Whether Messengers are an effective methodd of communication or not has nothing to do with how many people have accepted Baha'u'llah to date.
Of course it does. The number of people who will become Baha'i will be the fraction who see the message multiplied by the fraction believing it. Do you not understand how advertising and marketing work? It's the same. Sales will be the product of the fraction aware of your product or service times the fraction who want to buy it.
I already listed the seven reasons why not more people believe in Baha'u'llah yet, so I am not going to post those again.
Nor need you. I can list the reasons myself, although my list doesn't look like yours. Few people have seen the message, and many or most who did weren't convinced or attracted to the religion. The same is true for all small religions. And all movements of any kind that don't gain traction.
To compare a message from God to the warning about Covid coming and then arriving is illogical since it is the fallacy of false equivalence.
In both cases, the task was to disseminate an important message to as many people as possible.
News that affects people's life and death cannot be compared to a message from a new Messenger of God. Nobody is going to die if they don't get the message.
Irrelevant. Furthermore, you just compared them when you found the absence of the Covid message potentially lethal but not the other.
it is not possible to get a message from a new Messenger of God out and believed by many people. That has nothing to do with the method of delivery being ineffective, it is all about the message being spread by the Baha'is and the receptivity of people to the message.
Which depend on the efficiency of delivery and the quality of the message.
The message itself is not the evidence that the Messenger is from God because that would be circular reasoning.
Disagree. The message is not evidence that the message is from a deity because it is mundane. Evidence of a deity is something evident to the senses that makes the existence of the deity more likely, which does not include flowery, nonspecific exhortation to follow a god, which anybody can write.
The claims of Baha’u’llah and the evidence that supports the claims of Baha’u’llah are in this post:
And it includes the message, which you early said you don't consider evidence.
I meant that there are multiple Baha'is posting here who are qualified to look at the evidence and see that it supports and sufficiently justifies the belief.
Yes, and I contend that the opposite is true - there are no Baha'i who are qualified to look at the evidence and see that it supports and sufficiently justifies the belief. Of course, your standards and theirs are not those of critical analysis, or they would have come to the same conclusions as the others who use them as their standard for belief.
Citing atheists as the only ones who are qualified to assess the evidence, because they alone are critical thinkers, does not add to the discussion.
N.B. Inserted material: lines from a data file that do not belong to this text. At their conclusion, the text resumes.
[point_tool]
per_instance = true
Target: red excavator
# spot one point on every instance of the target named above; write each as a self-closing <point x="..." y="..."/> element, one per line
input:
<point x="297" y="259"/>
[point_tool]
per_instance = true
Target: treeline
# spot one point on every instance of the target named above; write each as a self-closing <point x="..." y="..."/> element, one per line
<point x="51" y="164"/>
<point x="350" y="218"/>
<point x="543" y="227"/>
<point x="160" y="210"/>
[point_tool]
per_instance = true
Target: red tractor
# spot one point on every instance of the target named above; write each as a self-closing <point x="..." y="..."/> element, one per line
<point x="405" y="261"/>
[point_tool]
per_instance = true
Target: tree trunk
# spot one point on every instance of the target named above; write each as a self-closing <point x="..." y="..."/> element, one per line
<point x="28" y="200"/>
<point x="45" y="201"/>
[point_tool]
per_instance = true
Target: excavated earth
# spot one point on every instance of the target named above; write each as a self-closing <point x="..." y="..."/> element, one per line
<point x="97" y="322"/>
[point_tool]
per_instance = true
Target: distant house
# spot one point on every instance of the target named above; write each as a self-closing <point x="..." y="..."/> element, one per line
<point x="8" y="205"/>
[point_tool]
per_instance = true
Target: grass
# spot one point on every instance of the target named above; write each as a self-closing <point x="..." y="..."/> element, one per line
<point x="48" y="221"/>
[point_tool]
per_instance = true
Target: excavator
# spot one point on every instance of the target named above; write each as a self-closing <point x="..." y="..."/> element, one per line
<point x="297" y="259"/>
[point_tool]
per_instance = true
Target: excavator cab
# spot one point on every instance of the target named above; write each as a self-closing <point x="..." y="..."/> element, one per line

The 'us and them' mentality brings nothing but divisiveness.
I disagree that dialectic adds nothing, and I don't find this activity divisive, although I know many of the faithful take personal offense at being disagreed with. Compare at your posting demeanor and mine. You disagree with me, but I'm not complaining about it or having any kind of an emotional reaction, just correcting errors. I never post anything like what you just did. Regarding divisiveness (division) and "us versus them", that depends on one's reaction to disagreement. Yes, I see a distinction between us, but I don't consider you the enemy or attacking.
There is evidence that supports my belief in Baha'u'llah
Only by your lax standards, which require belief by faith despite what you call sufficient evidence. Too bad you can't embrace that. Too bad that you can't say that you believe because you choose to. Nobody could argue with that. You can have that lane all to yourself. But you cross into the world of reason and claim its concepts for yourself. Critical thinkers then feel a need to correct the logical errors and insufficiently evidenced claims.